A strange partnership was born. Fernand Sorlot, a publisher linked to the far right, prepared a translation of Mein Kampf into French with the financial support of the International League against Anti-Semitism and Racism, a leading left-wing organization that defended the rights of minorities. Sorlot's associates included Charles Maurras, leader of the political group Action Française, which fought (sometimes in the streets) for a return to monarchical government. Like many figures on the French right, Sorlot and Maurras were intrigued and alarmed by Hitler. While they shared his anti-Semitism, hatred of communism and contempt for democracy, they feared that his rise spelled danger for France. They had reason to be worried. Hitler was bent on avenging Germany's defeat in World War One. Mein Kampf is filled with passages that describe Hitler's fury that France had used soldiers from its African and Asian colonies against Germany during the war. The presence of non-European troops on the Western front, he wrote, had turned France into a “mulatto state,” a place of race-mixing and degeneration. It had to be crushed.

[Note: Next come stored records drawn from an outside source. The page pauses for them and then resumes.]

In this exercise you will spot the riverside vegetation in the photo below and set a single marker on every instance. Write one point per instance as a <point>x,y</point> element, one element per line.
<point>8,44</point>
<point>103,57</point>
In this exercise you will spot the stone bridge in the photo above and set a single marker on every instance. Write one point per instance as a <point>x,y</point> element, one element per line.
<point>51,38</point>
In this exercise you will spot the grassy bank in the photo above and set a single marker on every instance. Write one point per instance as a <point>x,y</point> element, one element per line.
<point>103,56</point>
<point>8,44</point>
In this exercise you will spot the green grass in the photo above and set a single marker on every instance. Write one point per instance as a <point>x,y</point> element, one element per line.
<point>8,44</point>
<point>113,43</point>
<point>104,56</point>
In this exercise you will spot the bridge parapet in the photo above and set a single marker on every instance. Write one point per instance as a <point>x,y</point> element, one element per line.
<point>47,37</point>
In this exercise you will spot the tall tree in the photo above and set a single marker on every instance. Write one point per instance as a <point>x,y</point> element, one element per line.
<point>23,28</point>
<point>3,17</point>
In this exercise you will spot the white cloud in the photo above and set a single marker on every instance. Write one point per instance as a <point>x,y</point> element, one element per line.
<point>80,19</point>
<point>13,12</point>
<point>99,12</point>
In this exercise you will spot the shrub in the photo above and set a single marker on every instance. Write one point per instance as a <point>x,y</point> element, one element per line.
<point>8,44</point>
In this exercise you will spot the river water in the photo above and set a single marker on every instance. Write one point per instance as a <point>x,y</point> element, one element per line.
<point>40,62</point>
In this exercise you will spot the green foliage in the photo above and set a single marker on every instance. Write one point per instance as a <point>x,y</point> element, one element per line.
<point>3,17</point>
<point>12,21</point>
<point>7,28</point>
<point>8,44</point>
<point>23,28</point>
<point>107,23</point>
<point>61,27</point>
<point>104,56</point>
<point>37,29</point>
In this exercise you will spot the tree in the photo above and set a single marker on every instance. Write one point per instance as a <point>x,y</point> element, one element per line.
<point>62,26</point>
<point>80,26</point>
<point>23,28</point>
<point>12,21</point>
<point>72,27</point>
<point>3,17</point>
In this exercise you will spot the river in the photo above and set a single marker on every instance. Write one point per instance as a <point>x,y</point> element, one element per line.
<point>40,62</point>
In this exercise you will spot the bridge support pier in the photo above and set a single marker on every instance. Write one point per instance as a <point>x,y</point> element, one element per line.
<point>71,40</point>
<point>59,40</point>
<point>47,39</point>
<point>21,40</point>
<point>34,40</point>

At the request of Maurras and others, Sorlot published a complete French translation of Mein Kampf in 1934, without permission from Hitler or Mein Kampf's German publisher. Although in other circumstances the League would have been an enemy of the anti-Semitic Sorlot, it quickly became his major supporter. It wanted France's leaders to understand that the Nazi regime was not just another authoritarian government, like so many others that had come to power in Europe during the 1920s and 1930s: it was something more terrifying. The League's leaders believed that Hitler's diplomatic gestures concealed a sinister agenda directed against Jews and other minorities. Mein Kampf, translated in full, could expose the truth about Hitler's plans for Germany and for Europe. In order to spread the message as widely as possible, the League bought thousands of copies of Sorlot's translation. It sent them to France's politicians, union leaders, ministers, priests, generals and scholars.

The left-wing activists of the League, horrified by Hitler's anti-semitism, made common cause with the notoriously anti-semitic French far-right.The strange partnership took a stranger twist as the Nazi regime tried to stifle Sorlot's translation. Determined to prevent the truth about his dreams of a defeated France and a 'racially pure' Germany from being known, Hitler launched a lawsuit against Sorlot in a French court. He argued that Sorlot—who had not asked permission for his French translation—had violated his rights as an author.

The League, along with much of the French left, was initially thrilled at the opportunity: if Hitler was suing Sorlot, then the Nazi leader could be brought before the court to testify. Once in court, facing questioning, Hitler could be forced to expose the true extent of his racist, anti-Semitic and anti-French hatreds. But the court excused Hitler from appearing, and found that his rights had indeed been violated. It ordered Sorlot to halt publication of his French translation. In defiance of the law, the League secretly kept a thousand copies. Over the next few years, it distributed them to key allies in French politics and media, making sure that at least some members of the public knew the danger that lay ahead.

The alliance between the League and Sorlot was short lived. Like Maurras and many other far-right leaders, Sorlot collaborated with the Nazi regime that occupied France from 1940 to 1944, while the League's members went underground to continue the fight against Hitler by other means. But if the League lost the battle in court and saw its former partners turn against it, it had nevertheless found a weak point in the Nazi regime. By threatening to expose his beliefs and his agenda to the world, it had made Hitler afraid. Giving Nazis a platform to speak was a way to fight the rise of Nazism.